Leno’s Law: Extra Parent Could Split Baby More Ways

State Sen. Mark Leno wants California to recognize that a child can have “more than two legal parents.” So he wrote a bill, SB 1476, which, he argues, wouldn’t change the definition of a parent — for example, live-in lovers would not qualify — but would allow family court to recognize more than two parents only “when it is required to be in the best interest of the child.” He stresses that if the bill becomes law, “none of our sponsors or supporters believe that this authority will be used very often.”

SB 1476 is for rare cases, Leno argues, like that of baby M.C., as she is known in court documents. M.C.’s story starts in June 2008, when “Melissa” had a relationship with a man, “Jesus.” According to court documents, when Jesus learned Melissa was pregnant, he brought her to live with his family. She lived with him for months but then returned to her former partner, “Irene.”

During the window when same-sex marriage was legal in California, Irene and Melissa wed. In March 2009, Melissa gave birth to M.C. Three or four weeks later, Melissa left with the baby. She contacted Jesus in search of money. He sent her $300.

As she pursued a divorce, Melissa took up with a new boyfriend, who, with Melissa’s complicity, stabbed Irene in the neck. While Melissa was in trouble with the law, Irene and Jesus sought custody of the baby.

Because Irene was married to Melissa when M.C. was born, the court found Irene to be the baby’s “presumed mother.” But because Irene was unemployed, receiving general relief and sleeping on an ex-girlfriend’s couch in an apartment that lacked a working refrigerator, social workers did not award her custody. Jesus, engaged and gainfully employed in Oklahoma, seemed the most stable adult in the group, but because the court had not officially ruled any of the three adults as unfit parents, a family court ruled that all three adults were the baby’s “presumed parents.”

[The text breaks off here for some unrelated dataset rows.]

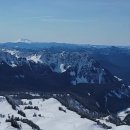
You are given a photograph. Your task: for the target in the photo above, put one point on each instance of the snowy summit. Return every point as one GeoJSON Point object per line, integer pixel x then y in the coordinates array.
{"type": "Point", "coordinates": [23, 40]}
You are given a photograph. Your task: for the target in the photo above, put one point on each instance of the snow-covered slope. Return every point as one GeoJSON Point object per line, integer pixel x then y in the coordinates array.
{"type": "Point", "coordinates": [79, 66]}
{"type": "Point", "coordinates": [50, 116]}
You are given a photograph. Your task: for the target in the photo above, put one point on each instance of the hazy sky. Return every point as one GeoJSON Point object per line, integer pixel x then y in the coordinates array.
{"type": "Point", "coordinates": [74, 21]}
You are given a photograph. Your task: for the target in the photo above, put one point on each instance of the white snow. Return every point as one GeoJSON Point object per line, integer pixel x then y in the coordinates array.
{"type": "Point", "coordinates": [118, 78]}
{"type": "Point", "coordinates": [35, 58]}
{"type": "Point", "coordinates": [62, 68]}
{"type": "Point", "coordinates": [51, 116]}
{"type": "Point", "coordinates": [23, 40]}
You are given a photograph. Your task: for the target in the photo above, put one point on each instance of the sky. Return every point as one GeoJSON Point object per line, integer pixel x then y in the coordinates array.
{"type": "Point", "coordinates": [70, 21]}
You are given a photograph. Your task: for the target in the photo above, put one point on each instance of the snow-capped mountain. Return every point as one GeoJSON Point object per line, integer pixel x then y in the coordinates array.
{"type": "Point", "coordinates": [79, 67]}
{"type": "Point", "coordinates": [23, 40]}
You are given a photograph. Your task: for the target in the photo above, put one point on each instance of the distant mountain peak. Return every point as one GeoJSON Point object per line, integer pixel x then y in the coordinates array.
{"type": "Point", "coordinates": [23, 40]}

In 2011, an appellate court overturned the ruling on the grounds that the court was not authorized to recognize more than two parents. That’s the reason for Leno’s bill.

“What we do know as a consequence of the case was that the biological father was unable to cement his claim of parentage,” Ed Howard, who is the senior counsel for the Children’s Advocacy Institute at the University of San Diego School of Law and who helped draft the bill, told me.

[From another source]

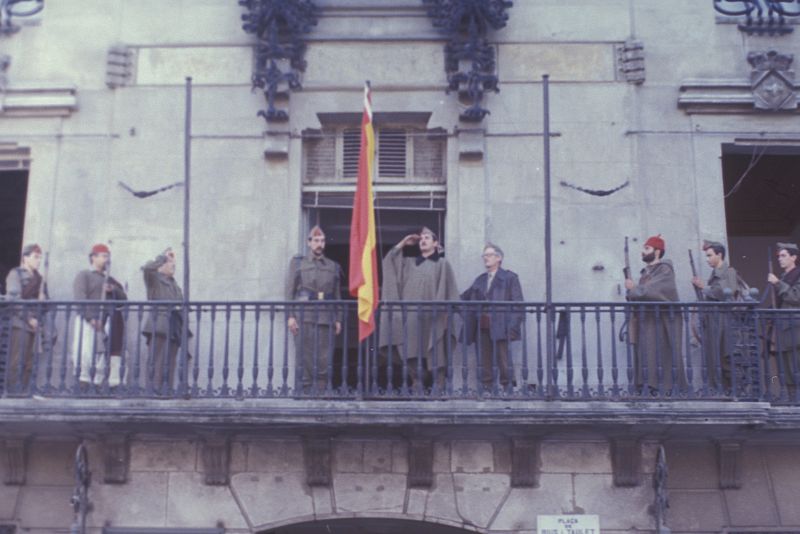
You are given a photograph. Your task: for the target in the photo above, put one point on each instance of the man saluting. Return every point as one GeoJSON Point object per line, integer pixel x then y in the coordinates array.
{"type": "Point", "coordinates": [418, 336]}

Shannon Minter, who is the legal director for the National Center for Lesbian Rights and who also worked on the bill, bristles at the suggestion that the bill is designed to rewrite the law to accommodate same-sex couples. He says the measure should help two kinds of families — heterosexual families with both a stepfather and an active biological father and same-sex couples such as “a lesbian couple raising a child with a gay man or a man where they all intend and want for all three to be parents.” The children in these families need legal protection.

Diane Wasznicky, president of the Association of Certified Family Law Specialists, agrees that there should be a law that sets the parameters for these new families. But she thinks the bill is “poorly drafted in terms of its unintended consequences.”

I believe that lawmakers should be very humble when they tinker with family law. Yet Leno’s bill sailed through committees and passed the California Senate floor with less debate and scrutiny than Sacramento dedicates to a measure on mortgage foreclosure.

“I don’t think it will ever be used when a child has too many parents,” Leno told me. “It will be used when a child has too few.”

Really? That’s what they always say. A New York Times story on Leno’s bill featured a gay couple and lesbian couple who share custody of two little girls as possible beneficiaries. I hope both couples stay together, because if they split, the girls could be divided painfully, not two ways but three ways or four.

In this brave new world of surrogate carriers and sperm donations, is it in the interest of those parents who cannot have children on their own to raise the two-parent limit? Is it in children’s interest to be torn four ways? Is there a pressing need for this law?

I wondered what happened to little M.C., so I tracked down her legal representative, Christopher Blake, in San Diego. He told me, “She’s doing fine.” M.C. is living with Jesus, his new wife and their child in Oklahoma. Melissa, now a parolee at large, lost her parental standing, he said, whereas Irene has visitation rights.

“This bill has got its heart in the right place,” Blake said, “whether it’s got its brain in the right place” is a different question.

In their rush to rewrite family law, Leno, Howard and Minter were happy to use M.C. and Jesus as poster victims, but they had not bothered to follow the baby. They waved the image of a toddler languishing in foster care while a caring dad was left out in the cold — when in the real world, the court had taken care of the problem in the best interest of the child.